FEATURE: JAMA study used wrong test to screen diabetics for CAD, says expert
Daniel S. Berman, MD, president of the Society of Cardiovascular Computed Tomography (SCCT), professor at the University of California, Los Angeles School of Medicine and chief of cardiac imaging and nuclear cardiology at Cedars-Sinai Medical Center in Los Angeles. |
The Detection of Ischemia in Asymptomatic Diabetes (DIAD) study randomly assigned 561 patients with type 2 diabetes to be screened for CAD with SPECT MPI and 562 similar patients to not be screened. The average follow-up was 4.8 years.
Researchers found similar rates of events in both groups: 15 versus 17, screened and not screened, respectively. In the screened group, 409 participants with normal results and 50 with small MPI defects had lower cardiac event rates than the 33 with moderate or large MPI defects.
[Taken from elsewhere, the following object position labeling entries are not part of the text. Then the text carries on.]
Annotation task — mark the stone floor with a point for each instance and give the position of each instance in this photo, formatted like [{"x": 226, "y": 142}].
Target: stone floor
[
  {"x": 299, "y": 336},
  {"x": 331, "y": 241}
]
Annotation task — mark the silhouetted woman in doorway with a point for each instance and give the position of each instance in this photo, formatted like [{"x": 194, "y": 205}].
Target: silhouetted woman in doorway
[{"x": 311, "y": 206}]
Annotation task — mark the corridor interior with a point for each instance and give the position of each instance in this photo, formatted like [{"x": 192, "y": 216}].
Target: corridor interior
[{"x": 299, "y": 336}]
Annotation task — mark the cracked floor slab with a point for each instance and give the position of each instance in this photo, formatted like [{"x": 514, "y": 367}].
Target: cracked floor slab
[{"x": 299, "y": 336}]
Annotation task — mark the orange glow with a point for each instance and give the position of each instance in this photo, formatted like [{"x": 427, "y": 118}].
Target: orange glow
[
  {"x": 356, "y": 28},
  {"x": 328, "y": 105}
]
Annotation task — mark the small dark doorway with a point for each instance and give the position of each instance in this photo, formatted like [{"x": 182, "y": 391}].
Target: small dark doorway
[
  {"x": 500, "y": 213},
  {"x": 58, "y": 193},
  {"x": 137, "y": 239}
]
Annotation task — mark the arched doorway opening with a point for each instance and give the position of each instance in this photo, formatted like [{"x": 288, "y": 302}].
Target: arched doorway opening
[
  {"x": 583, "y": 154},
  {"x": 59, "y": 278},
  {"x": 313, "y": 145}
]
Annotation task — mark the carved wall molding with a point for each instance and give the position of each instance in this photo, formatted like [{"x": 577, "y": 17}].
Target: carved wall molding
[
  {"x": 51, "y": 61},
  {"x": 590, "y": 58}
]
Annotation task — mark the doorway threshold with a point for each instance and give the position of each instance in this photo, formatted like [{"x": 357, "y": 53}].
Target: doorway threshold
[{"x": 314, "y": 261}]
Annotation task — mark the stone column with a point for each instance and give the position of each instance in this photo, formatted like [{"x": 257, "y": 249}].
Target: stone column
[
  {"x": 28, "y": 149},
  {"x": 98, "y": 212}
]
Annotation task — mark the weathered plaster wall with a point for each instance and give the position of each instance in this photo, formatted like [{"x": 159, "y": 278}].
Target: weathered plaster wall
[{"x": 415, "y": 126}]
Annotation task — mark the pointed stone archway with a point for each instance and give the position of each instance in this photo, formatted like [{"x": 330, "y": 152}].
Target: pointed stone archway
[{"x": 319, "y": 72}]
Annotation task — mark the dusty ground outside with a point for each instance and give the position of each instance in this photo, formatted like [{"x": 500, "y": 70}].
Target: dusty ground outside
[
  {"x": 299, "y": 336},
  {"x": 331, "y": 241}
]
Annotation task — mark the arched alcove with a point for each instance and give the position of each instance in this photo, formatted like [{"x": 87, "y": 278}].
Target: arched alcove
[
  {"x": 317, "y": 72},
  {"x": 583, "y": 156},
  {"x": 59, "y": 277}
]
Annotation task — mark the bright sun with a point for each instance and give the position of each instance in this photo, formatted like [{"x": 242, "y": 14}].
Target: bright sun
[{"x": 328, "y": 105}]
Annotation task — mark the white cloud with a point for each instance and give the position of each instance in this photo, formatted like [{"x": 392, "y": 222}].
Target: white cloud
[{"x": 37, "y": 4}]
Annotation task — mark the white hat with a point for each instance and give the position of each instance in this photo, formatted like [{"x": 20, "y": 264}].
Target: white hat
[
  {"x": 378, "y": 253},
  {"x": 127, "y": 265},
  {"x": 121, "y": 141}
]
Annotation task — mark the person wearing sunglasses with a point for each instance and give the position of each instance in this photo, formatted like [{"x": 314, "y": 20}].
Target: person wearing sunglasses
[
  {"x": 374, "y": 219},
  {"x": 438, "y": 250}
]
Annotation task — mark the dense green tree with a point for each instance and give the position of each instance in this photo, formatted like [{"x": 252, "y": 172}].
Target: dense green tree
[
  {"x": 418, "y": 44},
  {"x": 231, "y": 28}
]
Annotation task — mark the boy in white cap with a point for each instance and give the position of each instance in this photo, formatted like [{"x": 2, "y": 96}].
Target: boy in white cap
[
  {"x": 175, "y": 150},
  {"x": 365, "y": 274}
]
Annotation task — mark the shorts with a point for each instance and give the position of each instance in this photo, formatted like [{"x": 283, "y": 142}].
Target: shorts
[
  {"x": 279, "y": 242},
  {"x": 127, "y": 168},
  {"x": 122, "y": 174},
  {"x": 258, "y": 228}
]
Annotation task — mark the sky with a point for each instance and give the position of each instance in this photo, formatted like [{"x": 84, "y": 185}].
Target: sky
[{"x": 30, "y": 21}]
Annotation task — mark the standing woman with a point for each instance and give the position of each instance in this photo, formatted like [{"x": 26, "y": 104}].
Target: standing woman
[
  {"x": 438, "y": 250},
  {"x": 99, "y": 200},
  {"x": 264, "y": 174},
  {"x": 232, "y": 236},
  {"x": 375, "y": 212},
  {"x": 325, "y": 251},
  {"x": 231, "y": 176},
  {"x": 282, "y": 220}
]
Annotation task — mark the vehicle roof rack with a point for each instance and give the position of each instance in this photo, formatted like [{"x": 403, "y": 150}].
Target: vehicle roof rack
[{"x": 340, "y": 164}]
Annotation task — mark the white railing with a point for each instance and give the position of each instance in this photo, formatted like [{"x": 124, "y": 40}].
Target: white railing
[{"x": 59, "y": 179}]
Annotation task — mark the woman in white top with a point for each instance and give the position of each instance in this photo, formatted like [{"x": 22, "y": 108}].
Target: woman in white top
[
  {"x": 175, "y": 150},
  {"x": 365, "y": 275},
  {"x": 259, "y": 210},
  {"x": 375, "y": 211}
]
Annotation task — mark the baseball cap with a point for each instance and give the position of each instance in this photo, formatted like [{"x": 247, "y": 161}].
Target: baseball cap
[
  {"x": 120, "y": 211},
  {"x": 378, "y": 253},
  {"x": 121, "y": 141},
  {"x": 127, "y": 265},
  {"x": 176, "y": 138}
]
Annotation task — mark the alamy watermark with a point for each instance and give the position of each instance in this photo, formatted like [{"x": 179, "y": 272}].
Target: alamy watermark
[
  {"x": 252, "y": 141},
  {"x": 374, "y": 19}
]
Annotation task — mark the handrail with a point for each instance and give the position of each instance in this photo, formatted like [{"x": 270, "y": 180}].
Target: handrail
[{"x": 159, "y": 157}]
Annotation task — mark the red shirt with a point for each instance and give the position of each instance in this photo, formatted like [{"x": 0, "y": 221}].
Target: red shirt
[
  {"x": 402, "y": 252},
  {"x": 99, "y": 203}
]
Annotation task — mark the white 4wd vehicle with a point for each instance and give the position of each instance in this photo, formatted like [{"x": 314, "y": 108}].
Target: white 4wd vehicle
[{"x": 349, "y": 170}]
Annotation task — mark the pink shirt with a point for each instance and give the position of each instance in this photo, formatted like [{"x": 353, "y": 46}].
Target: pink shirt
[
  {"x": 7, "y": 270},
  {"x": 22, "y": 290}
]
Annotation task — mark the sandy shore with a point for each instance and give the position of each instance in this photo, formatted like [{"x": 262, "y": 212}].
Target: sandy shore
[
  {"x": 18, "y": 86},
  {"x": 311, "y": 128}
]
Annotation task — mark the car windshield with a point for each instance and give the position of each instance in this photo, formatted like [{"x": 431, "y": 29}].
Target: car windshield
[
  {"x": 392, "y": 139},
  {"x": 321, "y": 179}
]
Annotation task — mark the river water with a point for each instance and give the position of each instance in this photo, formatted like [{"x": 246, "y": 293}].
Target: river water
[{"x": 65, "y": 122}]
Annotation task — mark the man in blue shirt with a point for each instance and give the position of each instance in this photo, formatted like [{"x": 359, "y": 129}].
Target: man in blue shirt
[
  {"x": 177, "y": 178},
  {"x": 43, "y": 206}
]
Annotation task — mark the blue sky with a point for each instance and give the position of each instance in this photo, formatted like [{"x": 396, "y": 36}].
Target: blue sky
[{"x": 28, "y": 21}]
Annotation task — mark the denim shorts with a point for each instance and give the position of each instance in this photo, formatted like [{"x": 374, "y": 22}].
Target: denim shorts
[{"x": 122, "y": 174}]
More participants in the screened group underwent catheter angiography than in the unscreened group, yet the screened group had a lower rate of revascularization: 5.5 percent versus 7.8 percent.
Researchers concluded that standard of care medical therapy and close follow-up of this patient population is appropriate, and that SPECT MPI is not a good screening test for asymptomatic CAD in diabetic patients.
“Their outcome is not surprising,” Daniel S. Berman, MD, SCCT president and chief of cardiac imaging and nuclear cardiology at Cedars-Sinai Medical Center in Los Angeles, said in an interview. “Overall, diabetic patients in this age group are not at high risk.”
While the event rate in asymptomatic diabetics is low, it is widely known that diabetic patients are more likely to have silent MIs, which is still a concern, Berman said. “So, when you look at a test, in this case SPECT MPI, for a relatively small group of patients in a low-risk category, whatever signal might come from people who have the disease will be drowned out by all the normals.”
A better test for this patient population would be a coronary artery calcium (CAC) score with non-contrast CT, Berman said, which is inexpensive and has proven that patients with a CAC above 400 have a higher risk of cardiac events. “If DIAD researchers had limited the study to see if nuclear testing is beneficial in patients with high coronary calcium scores, they would have found something different.”
In the DIAD study, researchers found that nearly 6 percent of the screened group had moderate to severe perfusion defects. “While it’s important to find these patients,” Berman said, “the problem with that approach is they had to screen everybody to find them with an expensive test. I’m advocating giving a coronary calcium scan to these patients first. It would then be appropriate to send those with high calcium scores on to further testing.”
At Cedars-Sinai, Berman and colleagues studied more than 1,000 diabetic patients and found that 70 percent have extensive calcium, while 30 percent have scores of zero, results that parallel other studies. A simple calcium scan could identify these very low-risk diabetic patients and put their minds at rest, Berman said.
“We tend to group all diabetic patients together, saying they all have the same risk of cardiac events as a non-diabetic who has had a heart attack. That just isn’t true for about 30 percent of this population. We can relieve this psychological burden that they carry around, believing they’re a high-risk candidate for a heart attack,” he said.
Even the American Diabetic Association (ADA), which is conservative, Berman said, recommends “that testing for atherosclerosis or ischemia, perhaps with cardiac CT as the initial test, be reserved for those in whom medical treatment goals cannot be met and for selected individuals in whom there is strong clinical suspicion of very-high-risk CAD.”
Berman concluded, "The use of coronary calcium scanning, a less expensive procedure that can detect the earliest stages of disease, offers a tool to select the patients who might benefit from the MPI procedure."